Blancheporte retrouve des couleurs

Fabricant textile installé en 1806 à Tourcoing, l’entreprise Blancheporte a pris le pris le virage de la vente par correspondance en 1964 avant de se lancer sur le Web en 2005. C’est grâce aujourd’hui au e-commerce que la marque mode et maison ciblant les quinquas trouve des relais de croissance, sans pour autant délaisser ses catalogues, qu’elle a remaniés.


Les tailles proposées par l'entreprise oscillent côté mode du 38 au 58. - Blancheporte

En 2016, la société avait été cédée par le groupe 3SI (3 Suisses International) à son équipe dirigeante d’alors. Son actuel président, Franck Duriez, qui était directeur général au moment de la cession, est resté plutôt discret depuis la transaction. Il prend la parole aujourd’hui pour dresser un état des lieux du travail engagé et surtout affirmer que Blancheporte a renoué avec la rentabilité un an avant les prévisions fixées. « Nous avons dégagé de premiers bénéfices et notre chiffre d’affaires a progressé de 3 % en 2017, pour atteindre 171 millions d’euros, se félicite le dirigeant. Au premier trimestre 2018, nous avons même enregistré une progression de 5 % ». L’an dernier, 4 millions de commandes ont été passées.

L’un des axes de travail ayant contribué à ce redressement est le renforcement de l’offre propre. « 90 % de ce que l’on vend aujourd’hui est conçu en interne. Le bureau de style dessine 800 modèles chaque saison et intensifie le rythme des collections. Nous avons aussi étendu notre offre aux chaussures en 2016 ». Les catalogues suivent cette cadence : même s’il reste deux temps forts dans l’année, Blancheporte expédie de plus petits fascicules, à raison de deux par mois. 70 millions de catalogues sont ainsi envoyés chaque année.

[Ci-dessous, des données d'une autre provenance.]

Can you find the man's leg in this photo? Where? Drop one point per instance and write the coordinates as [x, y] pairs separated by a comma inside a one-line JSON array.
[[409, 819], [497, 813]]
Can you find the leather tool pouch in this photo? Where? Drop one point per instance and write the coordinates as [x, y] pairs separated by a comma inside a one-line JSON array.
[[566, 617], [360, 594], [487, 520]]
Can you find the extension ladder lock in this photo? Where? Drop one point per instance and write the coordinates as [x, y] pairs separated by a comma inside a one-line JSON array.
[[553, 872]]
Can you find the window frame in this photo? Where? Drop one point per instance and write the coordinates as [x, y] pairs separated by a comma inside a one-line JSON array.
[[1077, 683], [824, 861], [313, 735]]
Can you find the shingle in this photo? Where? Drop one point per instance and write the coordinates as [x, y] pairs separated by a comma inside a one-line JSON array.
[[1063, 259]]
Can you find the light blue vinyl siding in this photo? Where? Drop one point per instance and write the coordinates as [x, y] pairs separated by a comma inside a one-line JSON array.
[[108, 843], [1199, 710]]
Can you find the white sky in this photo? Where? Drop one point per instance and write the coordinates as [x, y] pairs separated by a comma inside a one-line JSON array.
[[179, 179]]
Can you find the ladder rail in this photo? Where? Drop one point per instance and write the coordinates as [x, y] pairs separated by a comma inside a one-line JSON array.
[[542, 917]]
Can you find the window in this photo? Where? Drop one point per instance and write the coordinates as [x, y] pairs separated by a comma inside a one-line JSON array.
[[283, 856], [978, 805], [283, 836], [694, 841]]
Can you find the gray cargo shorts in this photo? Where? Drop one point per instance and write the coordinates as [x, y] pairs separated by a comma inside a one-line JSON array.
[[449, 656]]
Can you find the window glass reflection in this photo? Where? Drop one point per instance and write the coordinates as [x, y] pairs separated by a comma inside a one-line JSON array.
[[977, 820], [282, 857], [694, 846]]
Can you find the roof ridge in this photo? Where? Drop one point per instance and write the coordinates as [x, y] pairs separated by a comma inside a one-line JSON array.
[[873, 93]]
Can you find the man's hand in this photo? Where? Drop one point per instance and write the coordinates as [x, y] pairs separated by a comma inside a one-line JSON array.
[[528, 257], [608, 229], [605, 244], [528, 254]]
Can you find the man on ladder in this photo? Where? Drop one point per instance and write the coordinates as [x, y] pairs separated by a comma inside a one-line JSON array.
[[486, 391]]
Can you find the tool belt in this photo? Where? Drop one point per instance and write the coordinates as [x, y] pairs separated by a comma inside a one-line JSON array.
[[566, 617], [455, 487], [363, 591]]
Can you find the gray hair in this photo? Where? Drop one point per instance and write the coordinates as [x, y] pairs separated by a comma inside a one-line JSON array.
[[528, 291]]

C’est aussi en affirmant sa cible - puisqu’elle se revendique comme le « premier site dédié aux quinquas » - et en incluant maintenant ses adeptes à son processus de création que Blancheporte fédère sa clientèle. La marque exploite de plus en plus la data pour mieux calibrer l’offre, tout en prenant en compte les retours et envies de clients lors de réunions dédiées.

« Notre cliente, dont l’âge moyen est de 55 ans, est omnicanale : elle reçoit le catalogue, repère des modèles sur le site ou passe ensuite commande par téléphone, expose Franck Duriez. Les ventes en ligne représentent 50 % de notre chiffre d’affaires et cette part va continuer à augmenter. »

Côté organisation, les fonctions supports de l’entreprise comptant 200 salariés ont été externalisées depuis le rachat : cela concerne la comptabilité, le service paie, mais aussi la logistique. Enfin, Blancheporte travaille actuellement avec l'agence Publicis à la redéfinition de sa plateforme de marque, afin de déployer une campagne de communication pour début 2019 et ainsi séduire de nouveaux adeptes.